In his next book, Science and the Supernatural (1980), Taylor underwent a strange transformation. Reviewing various paranormal phenomena, he summarily dismissed most of them, except for remote viewing and telepathy. Acknowledging that the evidence for them seemed strong, he said that this evidence nevertheless contradicted “modern scientific understanding.” How could this contradiction be resolved? Taylor (1980, p.

69) proposed that most likely the evidence was defective. It was therefore necessary to carry out further investigations to find out exactly what the defects were. Regarding well documented cases of psychokinesis in connection with poltergeists, Taylor (1980, p. 108) said, “The only possible explanation left open to us in this whole poltergeist phenomenon is that of a mixture of expectation, hallucination and trickery . . . Such an explanation is the only one which seems to fit in with a scientific view of the world.”

So what happened to Taylor between 1975 and 1980? In 1975, Taylor had accepted the paranormal events he witnessed during his own carefully controlled experiments with Uri Geller and a number of British children.
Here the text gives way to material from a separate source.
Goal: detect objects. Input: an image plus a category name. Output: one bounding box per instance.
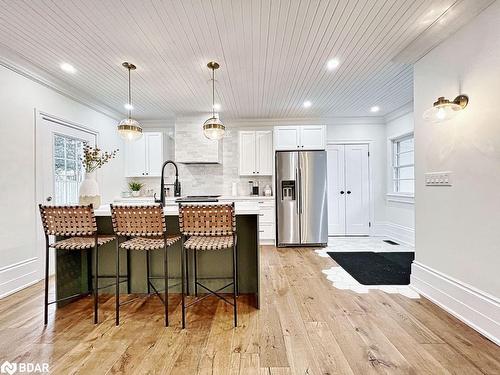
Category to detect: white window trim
[386,131,415,197]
He had hoped to explain these by one of the four fundamental forces accepted by modern physics, namely electromagnetism (the other three being the atomic strong force, the atomic weak force, and gravity). Philosopher david Ray Griffin (1997, p. 32) said, “Taylor soon learned, however, that this issue had been discussed for several decades by parapsychologists . . . In particular some Russian parapsychologists, given their Marxian materialistic orthodoxy, had devised experiments explicitly designed to show ESP and PK [psychokinesis] to be electromagnetic phenomena. Their experiments suggested otherwise.” So when Taylor found he could not explain the paranormal phenomena he witnessed in terms of one of the forces accepted by modern physics, he developed an apparent case of amnesia about his own experiments and dismissed the experiments performed by others as the result of trickery, hallucination, and credulity. He did not offer any explanation as to exactly how Geller and the many children he tested had tricked him.
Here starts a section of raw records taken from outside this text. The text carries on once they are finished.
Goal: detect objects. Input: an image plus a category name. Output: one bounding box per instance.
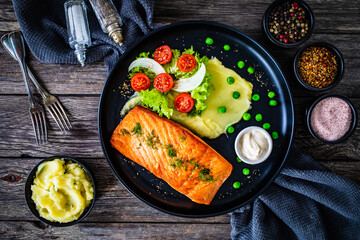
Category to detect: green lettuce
[140,89,174,119]
[129,46,212,118]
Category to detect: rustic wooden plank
[154,0,360,33]
[0,33,360,97]
[0,222,231,240]
[0,95,360,160]
[0,158,230,223]
[0,0,360,33]
[0,158,360,224]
Edgar mitchell (astronaut)

Edgar Mitchell is an American astronaut who became interested in psychical research. during his trip to the moon he had a transcendental vision, giving him “new insight” (Mitchell 1996, p. 68). After returning to earth, he tried to gain understanding of his vision by studying mystical literature. He concluded (1996, p. 69): “What the ancients, who wrote in the Sanskrit of India, described as a classic savikalpa samadhi was essentially what I believe I experienced . . . this phenomenon is a moment in which an individual still recognizes the separateness of all things yet understands that the separateness is but an illusion. An essential unity is the benchmark reality, which is what the individual suddenly comes to comprehend.” This also resembles the vedic concept of acintyabhedabhedatattva, inconceivable simultaneous oneness and difference. This generally refers to the relationship between God and God’s energies. According to the teachings of chaitanya Mahaprabhu all living beings have souls, and together these souls comprise an energy of God. The souls are simultaneously one with and different from God. They are one in spiritual substance and power but possess this spiritual substance and power in different quantities (Bhaktivinoda Thakura 1987, pp. 46–48).